Вернер Гайдучек - Современная повесть ГДР
Я и по сей день бываю там каждое лето, но ни разу больше не вспоминал о том, что привело меня туда в те дни.
И снова я в непроходимых карельских лесах, рядом со своими товарищами. Между нами немало общего — те же мундиры, те же солдатские котелки, те же остроты, те же слухи, то же внимательное отношение к тому, что с нами произойдет. Словом, очень много общего, а в городе, который когда-то был для меня родным, у меня ни с кем не осталось ничего общего.
Однополчане в Карелии по-прежнему ждут отправки на передовую. Лишь впоследствии я узнаю, что нам надлежало сидеть в карельских дебрях и ждать дальнейшего развития событий, чтобы в должный момент начать боевые действия на территории Швеции. Еще я узнаю, что планы относительно нас в секретных военных документах носили название Операция «Чернобурка». Но операция так и не состоялась. Жизнь, которая только в самых благоприятных случаях либо только мудрецам разрешает осуществлять намеченные планы, здесь явно описала дугу в пользу Швеции, результатами чего воспользовался и я, это избавило меня впоследствии от упреков, а может, и от смерти.
В нашем бревенчатом бараке я перенес на бумагу то, что сам без всякой задней мысли обозначил как впечатления отпускника. Получилась история о жалости к самому себе, и назвал я ее Затерянный где-то в Карелии. Она тоже лежит сегодня в моем подвальном архиве, и кто пожелает, может спуститься вниз и сравнить обе манеры, в которых я ее рассказываю, и может даже попытаться восстановить представление о творческом пути необычного писаря.
Однако вернемся в сады Эдема, в мое трехдневное ожидание, на которое меня снова обрекла та женщина. Неужто человеку не идет впрок ученье? Я уже говорил: оно идет впрок, когда человек либо держит себя как мудрец, либо когда жизненные обстоятельства тому не препятствуют.
Маленькие новости помогают мне скоротать время: господин Хёлер получил письмо от господина Ранца, в котором тот просит выслать ему подтверждение, что он, Ранц, работал здесь, в саду.
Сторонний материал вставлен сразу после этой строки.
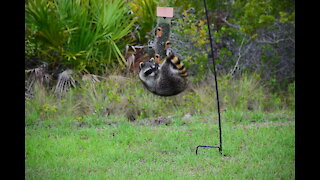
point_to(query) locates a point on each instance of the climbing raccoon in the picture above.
(167, 79)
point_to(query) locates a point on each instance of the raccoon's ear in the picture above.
(151, 60)
(141, 65)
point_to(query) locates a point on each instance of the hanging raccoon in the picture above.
(167, 79)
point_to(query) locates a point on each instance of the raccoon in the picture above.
(168, 79)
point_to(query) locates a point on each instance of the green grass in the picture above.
(86, 133)
(114, 148)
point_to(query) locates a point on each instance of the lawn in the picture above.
(260, 147)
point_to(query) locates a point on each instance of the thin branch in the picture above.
(236, 26)
(239, 57)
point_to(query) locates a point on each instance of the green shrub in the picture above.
(82, 35)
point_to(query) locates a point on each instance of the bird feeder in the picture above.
(164, 16)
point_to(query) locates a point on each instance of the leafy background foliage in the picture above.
(98, 121)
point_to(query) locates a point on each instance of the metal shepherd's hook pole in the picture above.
(216, 83)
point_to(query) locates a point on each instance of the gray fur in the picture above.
(164, 80)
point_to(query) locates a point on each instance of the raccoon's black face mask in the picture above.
(152, 67)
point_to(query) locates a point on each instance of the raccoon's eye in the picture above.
(141, 65)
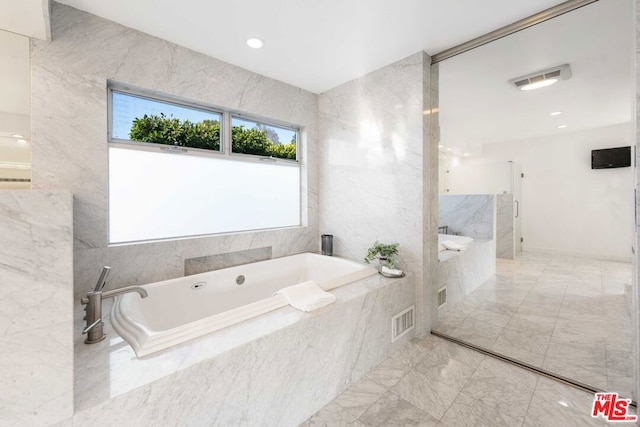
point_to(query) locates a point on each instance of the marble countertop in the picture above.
(447, 255)
(111, 368)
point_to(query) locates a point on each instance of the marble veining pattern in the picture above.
(463, 272)
(469, 215)
(555, 312)
(69, 135)
(36, 315)
(505, 226)
(494, 394)
(276, 369)
(225, 260)
(373, 164)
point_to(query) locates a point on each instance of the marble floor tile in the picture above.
(357, 398)
(411, 354)
(332, 415)
(526, 326)
(528, 348)
(446, 350)
(544, 413)
(504, 387)
(392, 410)
(569, 369)
(590, 356)
(449, 372)
(495, 307)
(469, 411)
(434, 393)
(389, 372)
(477, 332)
(483, 315)
(433, 398)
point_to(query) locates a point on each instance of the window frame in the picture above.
(226, 117)
(224, 153)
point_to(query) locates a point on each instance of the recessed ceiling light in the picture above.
(255, 43)
(538, 85)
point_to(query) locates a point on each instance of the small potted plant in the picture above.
(387, 255)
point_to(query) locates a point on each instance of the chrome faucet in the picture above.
(93, 301)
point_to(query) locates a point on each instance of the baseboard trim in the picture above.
(601, 257)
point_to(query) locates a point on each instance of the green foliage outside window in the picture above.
(206, 135)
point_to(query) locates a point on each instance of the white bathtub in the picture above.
(461, 240)
(181, 309)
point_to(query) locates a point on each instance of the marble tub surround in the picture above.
(567, 315)
(433, 382)
(225, 260)
(276, 369)
(70, 149)
(471, 215)
(36, 314)
(505, 226)
(375, 167)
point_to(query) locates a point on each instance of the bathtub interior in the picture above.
(190, 299)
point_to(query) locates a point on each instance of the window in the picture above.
(251, 137)
(209, 181)
(141, 119)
Господин Хёлер должен засвидетельствовать, что господин Ранц — активист первого часа.
— Как много в человеке скрыто всякого, о чем никто не подозревает, — говорит господин Хёлер. — Вы знаете, кем стал господин Ранц?
Я не знаю.
Он стал ландратом в округе Гримма (не ручаюсь, что господин Хёлер назвал именно этот округ, может, не Гримма, а Гриммичау, Вурцен или какой-нибудь другой город. Из документов этого времени можно при желании узнать, в каком из городков Саксонии господин Ранц подвизался в качестве ландрата).
Еще позднее, когда я уже вернулся на родину, господин Хёлер сокрушенно поведал мне, что господина Ранца выкинули из ландратов, он оказался уголовником, одним из тех, кто шпионил в лагере за политзаключенными.
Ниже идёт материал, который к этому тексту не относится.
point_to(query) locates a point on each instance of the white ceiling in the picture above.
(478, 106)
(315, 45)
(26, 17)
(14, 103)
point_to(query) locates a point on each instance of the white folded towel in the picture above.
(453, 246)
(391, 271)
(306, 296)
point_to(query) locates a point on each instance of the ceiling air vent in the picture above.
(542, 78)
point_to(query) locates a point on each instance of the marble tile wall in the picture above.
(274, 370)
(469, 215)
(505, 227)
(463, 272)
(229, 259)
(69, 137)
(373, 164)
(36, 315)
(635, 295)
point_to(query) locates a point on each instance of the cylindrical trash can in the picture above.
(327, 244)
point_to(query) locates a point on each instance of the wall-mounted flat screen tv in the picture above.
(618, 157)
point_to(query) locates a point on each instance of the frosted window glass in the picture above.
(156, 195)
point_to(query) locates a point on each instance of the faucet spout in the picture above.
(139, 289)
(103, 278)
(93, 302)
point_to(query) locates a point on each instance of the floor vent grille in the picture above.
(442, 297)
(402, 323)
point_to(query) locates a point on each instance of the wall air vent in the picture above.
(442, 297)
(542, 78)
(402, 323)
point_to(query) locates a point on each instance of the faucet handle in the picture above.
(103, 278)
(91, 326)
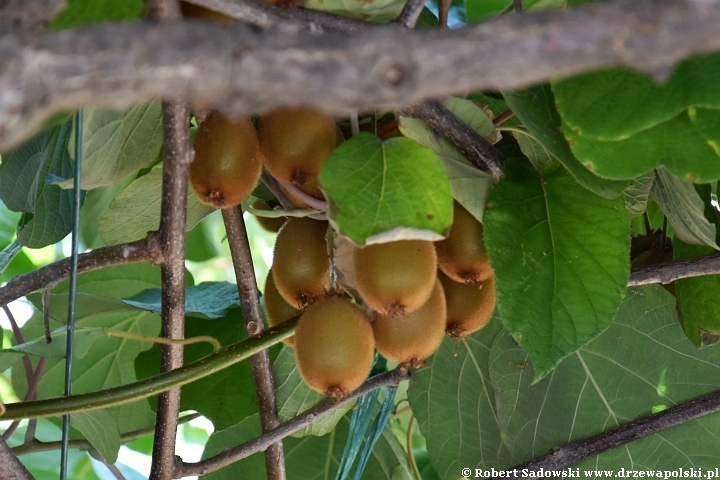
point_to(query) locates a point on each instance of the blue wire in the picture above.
(71, 299)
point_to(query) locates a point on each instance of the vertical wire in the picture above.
(71, 299)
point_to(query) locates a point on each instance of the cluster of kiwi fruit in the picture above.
(408, 293)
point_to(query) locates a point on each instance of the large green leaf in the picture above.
(470, 186)
(294, 396)
(117, 143)
(684, 209)
(307, 458)
(108, 362)
(24, 188)
(97, 427)
(617, 103)
(81, 12)
(454, 402)
(536, 108)
(136, 210)
(640, 365)
(375, 186)
(561, 256)
(677, 144)
(225, 397)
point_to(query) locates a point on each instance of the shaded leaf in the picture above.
(560, 252)
(376, 186)
(136, 210)
(536, 108)
(454, 402)
(640, 365)
(470, 186)
(208, 299)
(684, 208)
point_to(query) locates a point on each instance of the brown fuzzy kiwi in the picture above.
(462, 255)
(469, 306)
(395, 278)
(334, 346)
(276, 308)
(410, 339)
(295, 143)
(270, 224)
(227, 165)
(301, 268)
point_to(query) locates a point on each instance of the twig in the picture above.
(671, 271)
(176, 165)
(35, 446)
(146, 250)
(243, 71)
(124, 394)
(258, 444)
(264, 15)
(250, 302)
(559, 458)
(410, 13)
(10, 466)
(478, 150)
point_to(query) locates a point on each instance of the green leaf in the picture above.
(454, 402)
(82, 12)
(470, 186)
(232, 397)
(96, 203)
(375, 186)
(119, 281)
(536, 108)
(616, 104)
(560, 252)
(640, 365)
(109, 361)
(677, 145)
(136, 210)
(698, 297)
(23, 186)
(100, 429)
(206, 300)
(309, 457)
(684, 208)
(637, 194)
(117, 143)
(294, 396)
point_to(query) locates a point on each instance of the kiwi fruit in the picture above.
(334, 346)
(301, 268)
(227, 165)
(469, 306)
(270, 224)
(294, 144)
(409, 339)
(277, 309)
(462, 255)
(395, 278)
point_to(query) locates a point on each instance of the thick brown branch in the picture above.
(146, 250)
(478, 150)
(258, 444)
(559, 458)
(244, 71)
(264, 15)
(669, 272)
(176, 164)
(250, 301)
Итак, недоверие, которое внушал мне господин Ранц и которое я всячески старался подавлять, потому что полосатая арестантская роба требовала уважения, имело под собой почву. И вдруг меня осенило, как осеняет порой людей, которые именуют себя ясновидцами, и словно при вспышке молнии целый кусок жизни взаимосвязанно возник передо мной, и я догадался: это господин Ранц ограбил мою сторожку. Мой черный свадебный костюм мог отлично служить ландрату для торжественных оказий, а мои часы, подарок деда к конфирмации, отсчитывали ландратовское время обманщику и аферисту Ранцу.
Наступает третий день отмеренного мне срока, но я понадоблюсь ей только вечером, после того как она выйдет из кино.
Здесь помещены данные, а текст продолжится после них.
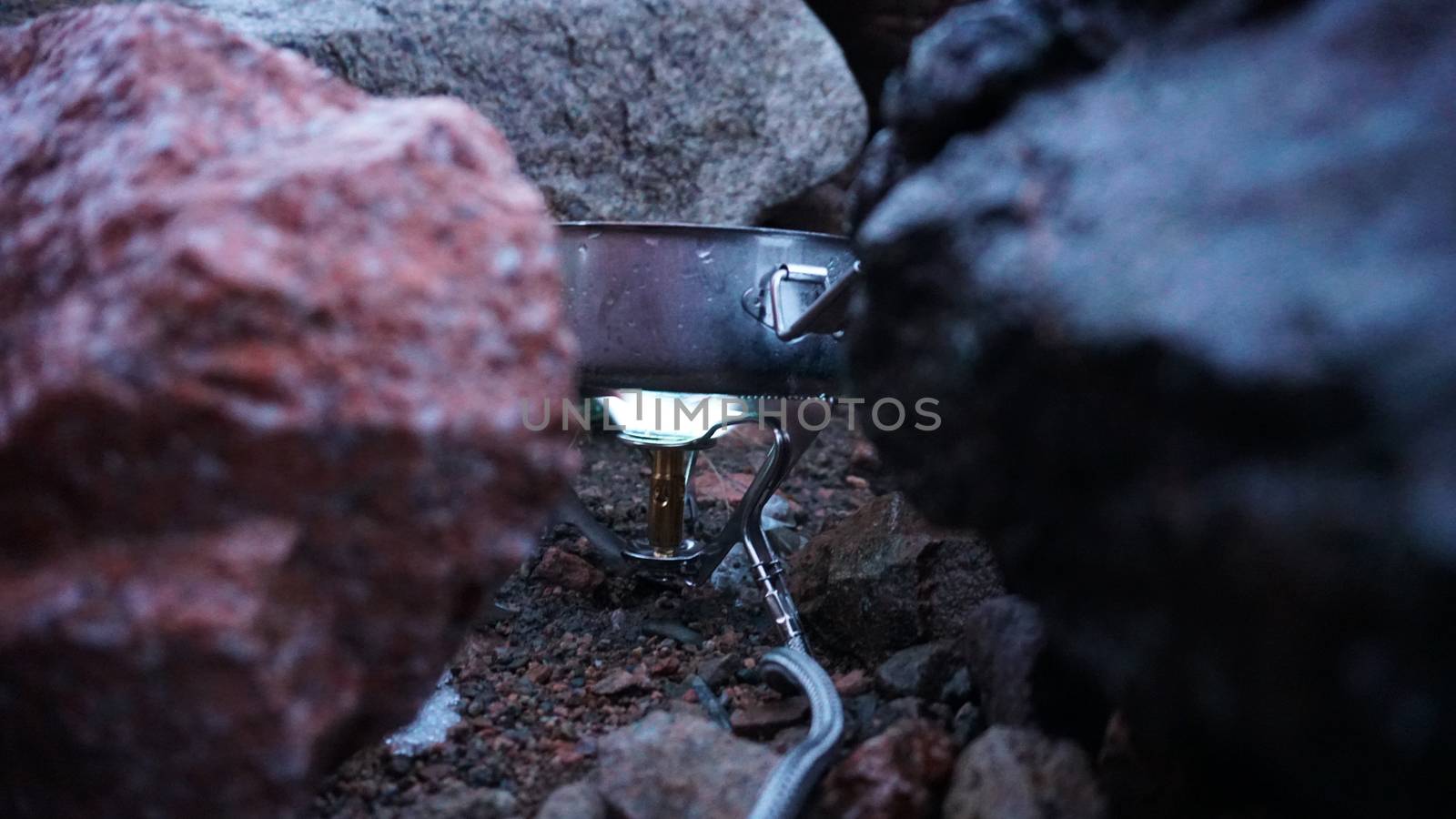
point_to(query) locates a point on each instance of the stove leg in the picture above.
(768, 569)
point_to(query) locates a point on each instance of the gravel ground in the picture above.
(579, 654)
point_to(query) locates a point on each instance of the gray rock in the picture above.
(683, 767)
(921, 671)
(1021, 774)
(1004, 639)
(623, 109)
(885, 579)
(1194, 315)
(579, 800)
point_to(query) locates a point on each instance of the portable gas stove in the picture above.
(686, 331)
(691, 329)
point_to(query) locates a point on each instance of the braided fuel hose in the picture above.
(791, 782)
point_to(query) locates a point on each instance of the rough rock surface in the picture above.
(681, 765)
(921, 671)
(885, 581)
(1004, 640)
(262, 344)
(1021, 774)
(877, 34)
(895, 775)
(626, 109)
(1193, 310)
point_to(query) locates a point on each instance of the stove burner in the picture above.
(721, 310)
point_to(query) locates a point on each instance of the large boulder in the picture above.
(1193, 315)
(262, 344)
(622, 109)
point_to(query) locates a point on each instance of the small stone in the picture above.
(673, 763)
(766, 719)
(895, 774)
(579, 800)
(854, 682)
(967, 724)
(921, 671)
(958, 688)
(717, 671)
(673, 632)
(621, 681)
(1019, 774)
(560, 567)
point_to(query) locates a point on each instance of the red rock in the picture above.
(1021, 774)
(264, 343)
(893, 775)
(567, 570)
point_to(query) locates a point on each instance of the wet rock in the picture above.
(580, 800)
(921, 671)
(1004, 640)
(885, 579)
(768, 717)
(1021, 774)
(1201, 378)
(893, 775)
(264, 339)
(677, 111)
(562, 569)
(681, 765)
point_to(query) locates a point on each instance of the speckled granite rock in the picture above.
(631, 109)
(1193, 315)
(262, 344)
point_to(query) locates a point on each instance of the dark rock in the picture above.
(1004, 640)
(264, 344)
(580, 800)
(562, 569)
(1193, 312)
(893, 775)
(622, 681)
(681, 765)
(921, 671)
(717, 671)
(1021, 774)
(958, 688)
(877, 35)
(967, 724)
(885, 579)
(674, 632)
(683, 111)
(768, 717)
(458, 800)
(854, 682)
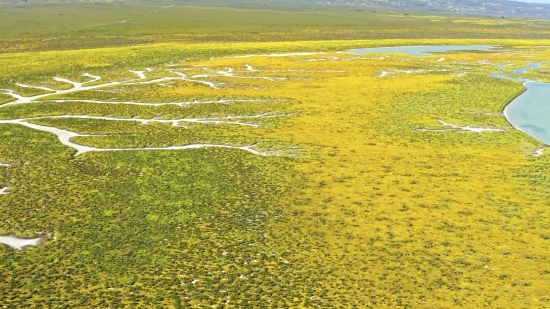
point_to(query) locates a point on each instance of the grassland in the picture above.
(371, 212)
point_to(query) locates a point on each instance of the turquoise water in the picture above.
(420, 50)
(530, 112)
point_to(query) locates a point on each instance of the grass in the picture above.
(373, 214)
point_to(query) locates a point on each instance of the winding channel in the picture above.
(529, 112)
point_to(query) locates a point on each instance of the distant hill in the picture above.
(491, 7)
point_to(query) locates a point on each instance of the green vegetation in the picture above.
(344, 201)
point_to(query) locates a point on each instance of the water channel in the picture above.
(529, 112)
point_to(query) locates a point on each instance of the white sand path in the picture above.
(64, 136)
(19, 243)
(457, 128)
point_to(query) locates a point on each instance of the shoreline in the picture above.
(509, 102)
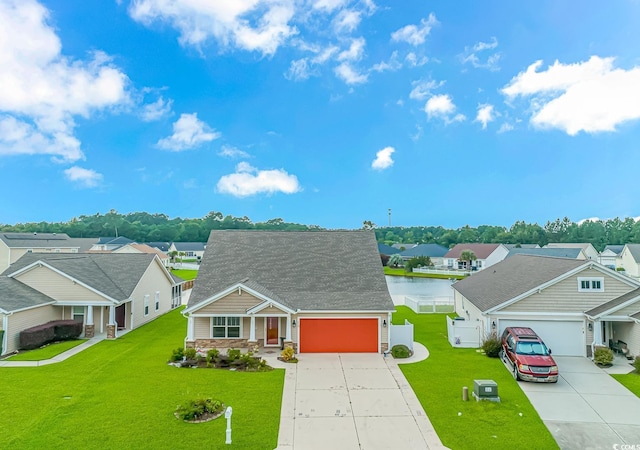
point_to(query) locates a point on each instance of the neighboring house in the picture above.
(434, 251)
(574, 305)
(388, 250)
(107, 293)
(144, 248)
(109, 244)
(14, 245)
(573, 253)
(317, 291)
(189, 249)
(630, 260)
(588, 249)
(486, 254)
(611, 256)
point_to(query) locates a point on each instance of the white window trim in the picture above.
(226, 327)
(590, 281)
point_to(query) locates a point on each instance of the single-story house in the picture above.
(435, 252)
(574, 305)
(315, 291)
(107, 293)
(486, 254)
(630, 260)
(589, 250)
(611, 256)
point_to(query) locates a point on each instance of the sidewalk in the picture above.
(58, 358)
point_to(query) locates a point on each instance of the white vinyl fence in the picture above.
(430, 305)
(401, 335)
(463, 334)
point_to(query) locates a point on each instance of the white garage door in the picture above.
(564, 338)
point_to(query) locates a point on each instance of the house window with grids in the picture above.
(225, 327)
(590, 284)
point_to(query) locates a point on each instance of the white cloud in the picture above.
(188, 132)
(383, 159)
(590, 96)
(253, 25)
(156, 110)
(232, 152)
(42, 91)
(485, 115)
(422, 88)
(349, 75)
(248, 181)
(470, 55)
(415, 35)
(83, 177)
(442, 107)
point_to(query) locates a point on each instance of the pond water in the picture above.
(418, 287)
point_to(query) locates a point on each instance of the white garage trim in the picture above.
(564, 337)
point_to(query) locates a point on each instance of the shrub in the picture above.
(400, 351)
(190, 353)
(491, 345)
(287, 354)
(177, 354)
(603, 356)
(195, 409)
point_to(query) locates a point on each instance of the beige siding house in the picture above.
(243, 297)
(107, 293)
(574, 305)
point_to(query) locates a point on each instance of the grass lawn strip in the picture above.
(438, 383)
(122, 394)
(51, 350)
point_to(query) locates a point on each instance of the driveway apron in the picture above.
(587, 408)
(351, 401)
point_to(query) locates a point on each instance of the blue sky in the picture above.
(327, 112)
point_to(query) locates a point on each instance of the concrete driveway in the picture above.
(587, 408)
(351, 401)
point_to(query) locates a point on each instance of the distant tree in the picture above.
(395, 260)
(468, 256)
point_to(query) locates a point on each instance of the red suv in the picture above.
(528, 357)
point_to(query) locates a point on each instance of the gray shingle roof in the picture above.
(613, 303)
(572, 253)
(306, 270)
(511, 277)
(431, 250)
(114, 274)
(15, 295)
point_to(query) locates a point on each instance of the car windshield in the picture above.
(531, 348)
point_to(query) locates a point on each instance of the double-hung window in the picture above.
(225, 327)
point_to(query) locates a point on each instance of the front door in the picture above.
(120, 316)
(272, 331)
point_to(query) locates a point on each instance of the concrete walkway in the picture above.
(587, 408)
(58, 358)
(351, 401)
Фильмы тогда прокручивали в зале для танцев и представлений при Гроттенштадтском подворье. Подворье располагалось в те времена на краю города, а за ним протекал ручей, вода которого еще не была перемешана со всякой дрянью. Называли его Прыгучий ручей, потому что он больше прыгает, чем просто течет. Он спускается с гор, проходит под шоссе, и там, на мосту, на каменной ограде моста, я сижу и жду.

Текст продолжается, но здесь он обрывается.